I load a module that has a full 20 characters in the song name (for example):
Rare, yes, but could happen with other programs that don’t fully adhere to 19 characters and a null terminator. If the user doesn’t modify the song name and saves this module, your program can write spurious characters in the file name. So you could get:
Thanks, I made a commit to the GitHub repo to fix this. I also had to fix it for sample saving, exact same issue.
Not sure when I’ll release a new version though, might not be until a long while since I don’t have any critical bug fixes yet.
EDIT: I decided to release a new version just from these two fixes after all, because this bug can lead to a crash in some instances. I think it’s important enough.
In my opinion the most important thing about the Amiga sound is the bit reduction to 8 bit. If you run ALL samples in your project through a bitcrusher with the right settings you can get it to sound really close without resorting to use those archaic programs. Octamed and ProTracker have a lot of nostalgia attached to them but really in their essence they are awful to use and navigate.
I would pay for an easy way to make Renoise sound close to the Amiga.
I love the 90s hardcore rave sound from Red Alert & Mike Slammer and Neophyte for example, but setting up a real Amiga and being limited to the 4 channels, limited memory etc. seems like a bridge too far for me.
I have a “sleeping” stock (commodore,not escom) amiga 1200
I think It’s possible to “approach” his sound
If someone could transcode a part of a modern music to be played on an Amiga,then record the Amiga output,then share the original file (before transcoding) and the recorded file,It could be a good start to find a solution
It’s close as in “close to most people” close. Scientifically, it’s not close, as the analog components in an Amiga makes the sound unique to every single machine. Components have tolerances (like f.ex. +/- 20% in values), and they can change in resistance/capacitance from old age. Amigas are also using PWM to be able to change the amplitude of a waveform, and the PT2 clone doesn’t emulate that either. I don’t think most people really need proper Amiga PWM volume simulation in a PT clone, though…

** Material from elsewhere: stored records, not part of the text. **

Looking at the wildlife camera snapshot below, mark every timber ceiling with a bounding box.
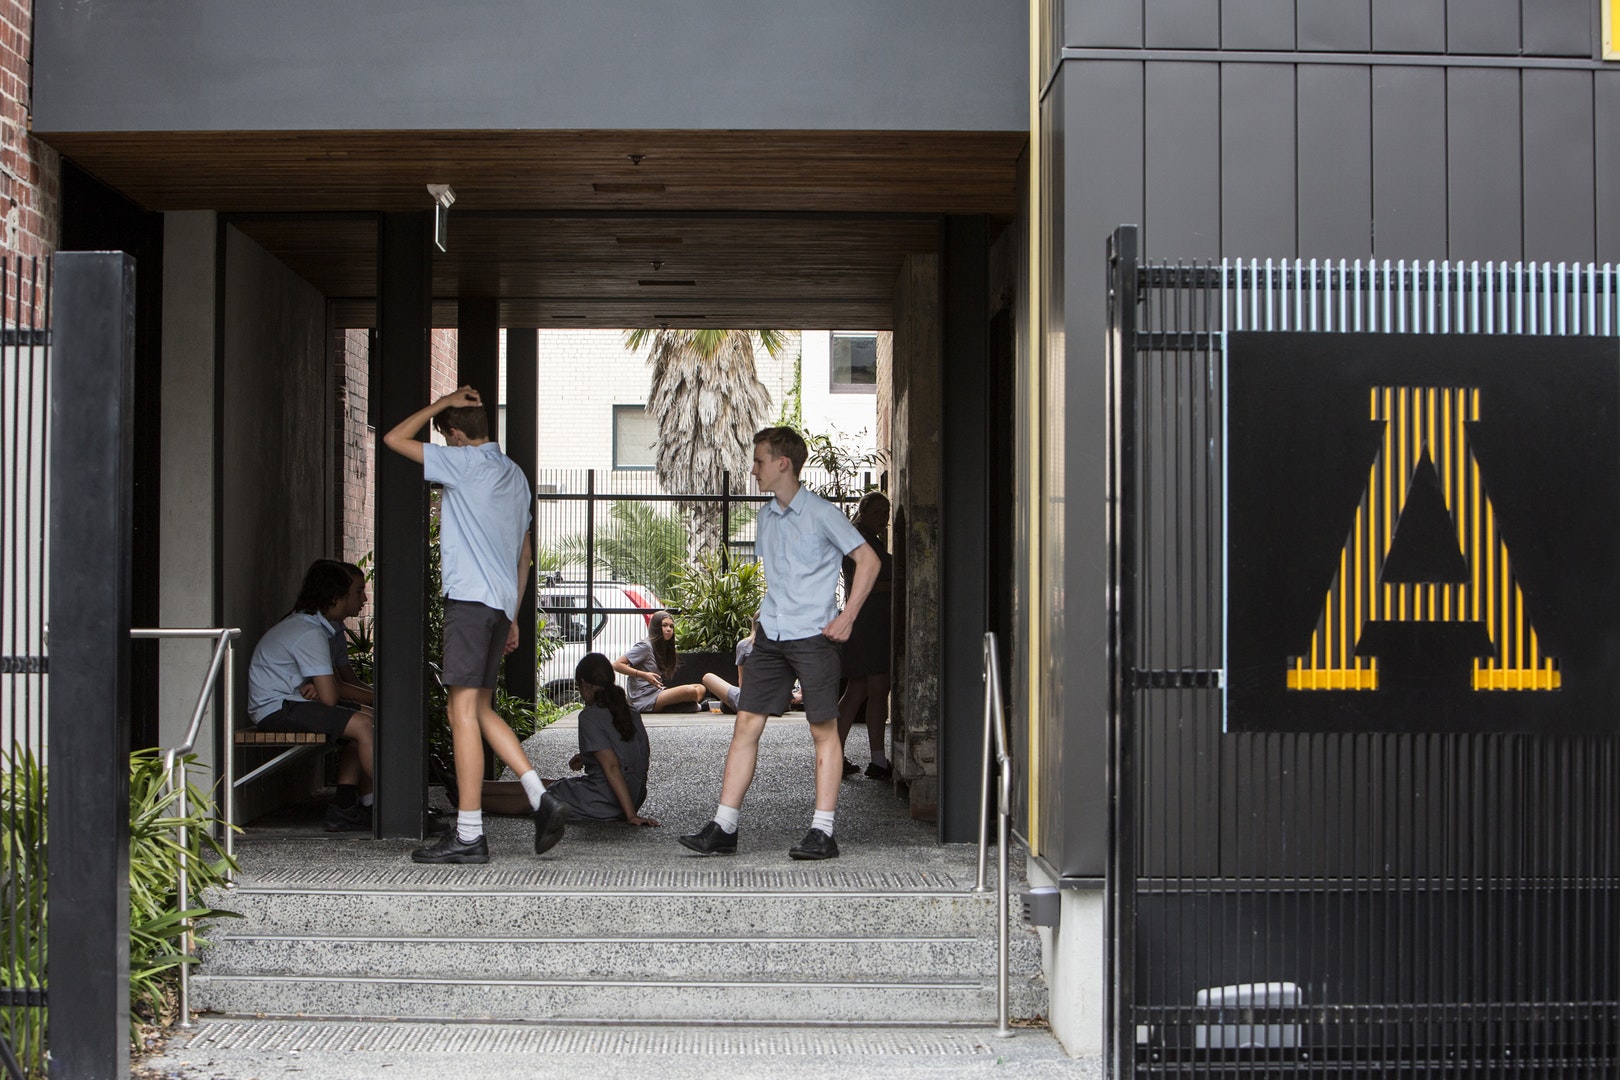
[42,129,1026,328]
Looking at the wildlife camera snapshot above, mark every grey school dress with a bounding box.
[544,704,651,821]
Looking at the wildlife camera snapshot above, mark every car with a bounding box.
[536,578,662,704]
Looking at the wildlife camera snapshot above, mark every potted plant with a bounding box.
[668,554,766,686]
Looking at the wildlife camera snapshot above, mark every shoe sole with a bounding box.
[410,849,489,864]
[534,800,570,856]
[677,835,737,856]
[788,847,839,861]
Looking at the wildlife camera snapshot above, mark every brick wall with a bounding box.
[0,0,59,310]
[334,328,374,565]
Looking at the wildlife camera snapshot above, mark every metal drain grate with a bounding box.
[236,866,963,892]
[184,1020,998,1056]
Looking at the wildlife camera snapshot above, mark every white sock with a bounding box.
[811,809,835,836]
[520,770,546,810]
[359,793,374,807]
[456,809,483,843]
[714,804,741,834]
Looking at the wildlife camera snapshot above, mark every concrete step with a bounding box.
[189,971,1049,1025]
[206,885,1007,938]
[201,931,1038,981]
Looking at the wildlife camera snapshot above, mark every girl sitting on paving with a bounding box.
[544,652,659,826]
[614,610,709,713]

The PT2 clone has the same filter types as Amigas (1-pole RC low-pass, optional Sallen-Key (Q=Butterworth) “LED” filter, and 1-pole RC high-pass), and it uses BLEP synthesis to band-limit the signal so that it doesn’t have to render at several megahertz of bandwidth to have the same “raw and crisp” Amiga sound. Amigas are rendering waveforms at 3.54MHz (!), which is what makes the sound so iconic.

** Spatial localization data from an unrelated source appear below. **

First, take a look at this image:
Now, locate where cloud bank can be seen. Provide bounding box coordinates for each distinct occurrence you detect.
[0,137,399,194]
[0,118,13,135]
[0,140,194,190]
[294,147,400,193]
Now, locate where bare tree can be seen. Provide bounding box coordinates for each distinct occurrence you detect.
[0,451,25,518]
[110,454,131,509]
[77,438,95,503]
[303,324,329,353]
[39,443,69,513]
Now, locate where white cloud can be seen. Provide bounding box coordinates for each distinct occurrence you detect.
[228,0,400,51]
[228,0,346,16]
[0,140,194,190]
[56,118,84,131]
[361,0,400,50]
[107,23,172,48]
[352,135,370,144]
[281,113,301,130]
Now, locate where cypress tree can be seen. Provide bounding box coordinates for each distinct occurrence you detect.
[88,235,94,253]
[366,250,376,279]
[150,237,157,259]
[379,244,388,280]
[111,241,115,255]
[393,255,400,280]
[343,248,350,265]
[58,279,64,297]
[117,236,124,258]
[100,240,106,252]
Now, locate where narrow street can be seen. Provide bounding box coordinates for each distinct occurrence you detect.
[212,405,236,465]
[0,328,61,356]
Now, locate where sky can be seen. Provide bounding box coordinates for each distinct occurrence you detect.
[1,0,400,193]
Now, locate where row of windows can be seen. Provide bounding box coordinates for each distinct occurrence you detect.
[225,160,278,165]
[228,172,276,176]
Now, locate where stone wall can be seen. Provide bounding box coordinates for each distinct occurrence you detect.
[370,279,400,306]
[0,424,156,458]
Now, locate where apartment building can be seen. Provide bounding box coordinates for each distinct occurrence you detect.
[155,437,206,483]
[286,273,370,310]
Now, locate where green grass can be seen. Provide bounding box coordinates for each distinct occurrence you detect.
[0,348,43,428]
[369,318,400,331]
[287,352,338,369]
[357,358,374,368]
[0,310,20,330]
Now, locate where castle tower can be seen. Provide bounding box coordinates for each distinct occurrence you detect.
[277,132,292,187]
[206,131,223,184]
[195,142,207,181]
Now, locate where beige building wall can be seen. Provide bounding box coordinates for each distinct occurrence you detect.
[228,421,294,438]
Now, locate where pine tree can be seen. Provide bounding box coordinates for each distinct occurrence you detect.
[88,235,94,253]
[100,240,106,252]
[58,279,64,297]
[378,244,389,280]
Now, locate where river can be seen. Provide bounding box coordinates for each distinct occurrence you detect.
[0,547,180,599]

The filters and BLEP synthesis were coded by another guy (aciddose), not me, so I can’t really explain it in more details than this.
D16 Group Decimort plug in has two C64 preset including C64 PWM, the plug in can be very taxing on extreme qualities but it is a very convincing rendition.
Yes you can totally get this sound natively inside Renoise. No bitcrushing plugins or other unsatisfactory hacks are needed, just some preparation.
TL;DR: convert your samples to 8.363 or 16.726kHz. Turn off interpolation, turn on anti-aliasing. Run your audio engine at 88.2kHz or above.
Collect the samples you want to use in your song.
Convert them in your preferred audio editor to mono and either 8.363KHz or 16.726KHz, depending on how much of the original high end you want to retain, and how much artificial digital crispiness and grain you want. Lower rate = more grain. These rates match the original C2 and C3 playback rates in ProTracker.
IMO conversion to 8 bit isn’t super critical for the sound you want - sample rate is the important factor in getting the digital shine. Convert to 8 bit if you want to hear the quantization noise too, but start without it and you might not want it.
Save them as new WAVs.
Load them into Renoise. In the instrument properties, switch interpolation to None, and turn on anti-aliasing (it’s a little button labelled AA).
Run your audio engine at 88.2KHz or above. This is important - in conjunction with the anti-aliasing button it will prevent unpleasant tones from being produced on high notes which aren’t part of the desired sound and will ruin the effect.
Play your samples down on the low octaves and I think you’ll be pleased with what you hear.